Ir a Yosemite y no visitar este lugar es algo que cualquier amante de la historia de la escalada no puede permitirse. Por el Campo 4 pasaron algunos de los más talentosos escaladores del mundo, generaciones de jóvenes inadaptados que acampaban durante meses a los pies de las paredes de roca -en algunos casos, comportándose como auténticos vagabundos durante años y que luego terminaron fundando multinacionales como Patagonia o The North Face-, pero los que lo visitan ahora después de no haberlo pisado en unos años descubren que las cosas han cambiado: la ley y el orden están acabando con la épica.

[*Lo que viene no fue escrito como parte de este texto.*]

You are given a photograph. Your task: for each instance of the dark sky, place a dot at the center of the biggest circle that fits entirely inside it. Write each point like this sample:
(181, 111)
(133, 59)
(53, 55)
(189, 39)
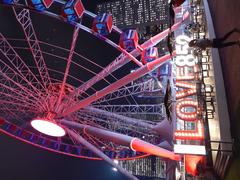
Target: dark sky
(20, 161)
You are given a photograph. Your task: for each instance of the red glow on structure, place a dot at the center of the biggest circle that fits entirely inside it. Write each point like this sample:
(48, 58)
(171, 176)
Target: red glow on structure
(190, 134)
(193, 163)
(187, 116)
(1, 121)
(48, 128)
(185, 73)
(185, 93)
(142, 146)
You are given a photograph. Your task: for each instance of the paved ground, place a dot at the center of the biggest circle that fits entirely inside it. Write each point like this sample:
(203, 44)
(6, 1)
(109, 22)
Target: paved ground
(226, 15)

En los últimos tiempos los escaladores del valle se han encontrado con un problema mucho más complicado que las aristas ingrávidas de La Nose: la regulación del Parque Nacional, que prohíbe acampar en el valle más de 30 días al año y más de 7 días seguidos en verano, lo que hace muy difícil para los que no tienen dinero (las reglas no son aplicables a los hoteles del interior del parque) preparar sus escaladas: no todo el mundo puede escalar La Nose en poco más de 2 horas -la media es cuatro o cinco días en la pared-, y menos aún sin unos cuantos días previos de aclimatación y entrenamiento.
En este escenario, los guardas del bosque, en su día gente a la que se pedía ser expertos en fauna y naturaleza y muchas veces con títulos en biología, ahora son armados con gafas de visión nocturna y tasers y entrenados en técnicas antidisturbios, para “dar caza” a los que se saltan esta y otras normativas tratando de vivir en contacto con la naturaleza; infractores que, dicho sea de paso, suele ser bastante más respetuosos con ella que los millones de turistas que viajan al valle cada año a hacerse selfies.

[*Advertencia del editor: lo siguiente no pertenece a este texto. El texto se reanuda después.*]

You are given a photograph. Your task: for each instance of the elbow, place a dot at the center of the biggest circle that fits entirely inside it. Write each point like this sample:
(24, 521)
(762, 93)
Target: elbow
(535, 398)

Quiero presentarte ahora a Chongo Chuck.
¿Estar toda tu vida adulta acampado en un valle precioso y que te obliguen a abandonarlo por un cambio de normativa?: esa es la historia de Chuck, que pasó más de 20 años al aire libre, comiendo lo que podía, durmiendo en oquedades entre las rocas y convirtiéndose en una especie de líder espiritual para generaciones de montañeros del valle. Pese a parecer un vagabundo (y comportarse como tal) ha escrito varios libros en los que liga, entre otras cosas, la escalada de grandes paredes con la física cuántica; tonto no es y, si quisiera, podría haber llevado otra vida. Muchos no pueden elegir, pero él eligió esta y durante algún tiempo pareció que podría seguir llevándola pese a las regulaciones, ya que durante meses le persiguieron, para sacarle del valle, incapaces de atraparle: un tío que se movía entre los arboles cargando cinco mochilas consiguió ocultarse durante meses de las autoridades del Parque Nacional, que llegaron a tener un dossier sobre él en el que lo describían como “un maestro de las técnicas de contra vigilancia: un súper espía, vamos.

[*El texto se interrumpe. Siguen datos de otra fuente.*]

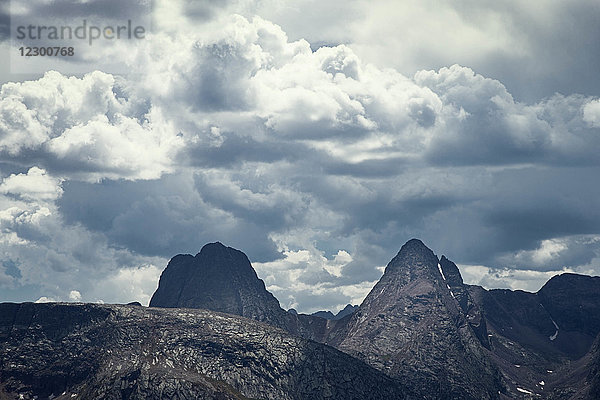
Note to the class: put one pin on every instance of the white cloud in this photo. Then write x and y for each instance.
(245, 136)
(74, 295)
(591, 113)
(36, 184)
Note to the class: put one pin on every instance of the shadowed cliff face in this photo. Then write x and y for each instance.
(129, 352)
(218, 278)
(412, 327)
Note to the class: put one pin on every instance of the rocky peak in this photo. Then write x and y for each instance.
(218, 278)
(451, 273)
(412, 317)
(413, 261)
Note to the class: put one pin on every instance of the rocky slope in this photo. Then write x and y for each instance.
(542, 341)
(221, 278)
(420, 333)
(412, 326)
(129, 352)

Toda la policía, todos los guardabosques movilizados; mucho dinero público invertido para capturar y llevar a juicio a un señor cuyo único pecado era desafiar una norma que quería acabar con su estilo de vida; de hecho, cuando por fin lo capturaron, le echaron del valle y ahora se ve obligado a vivir en la capital del Estado, debajo de un puente…
Mi vida es muy distinta de la de ese señor, y me cuesta entender que en pleno siglo XXI alguien renuncie voluntariamente a cosas como el agua caliente o la calefacción; me cuesta concebir una vida sin el móvil y, si me quieres torturar, solo tienes que quitarme el Kindle, pero cuando vi el excelente documental Valley Upsising (sobre la historia de la escalada en Yosemite, en el que conocí la historia de Chongo Chuck), más que las hazañas de los montañeros a los que admiro me impactó el relato del afán de la sociedad por acabar con aquellos que prefieren no vivir según sus normas.
A estas alturas de siglo XXI nadie puede escapar de las normas, las reglas y la civilización y, aunque quisieras, hoy en día es imposible ser un eremita en ningún país civilizado; tienes que huir a una isla desierta si quieres estar tranquilo y, aun así, como demuestra el reciente caso del anciano japonés al que después de 30 años viviendo en una de ellas las autoridades le obligaron a ingresar en un hospital, te va a ser muy difícil pasar de la sociedad y de sus normas, por ridículas que te parezcan.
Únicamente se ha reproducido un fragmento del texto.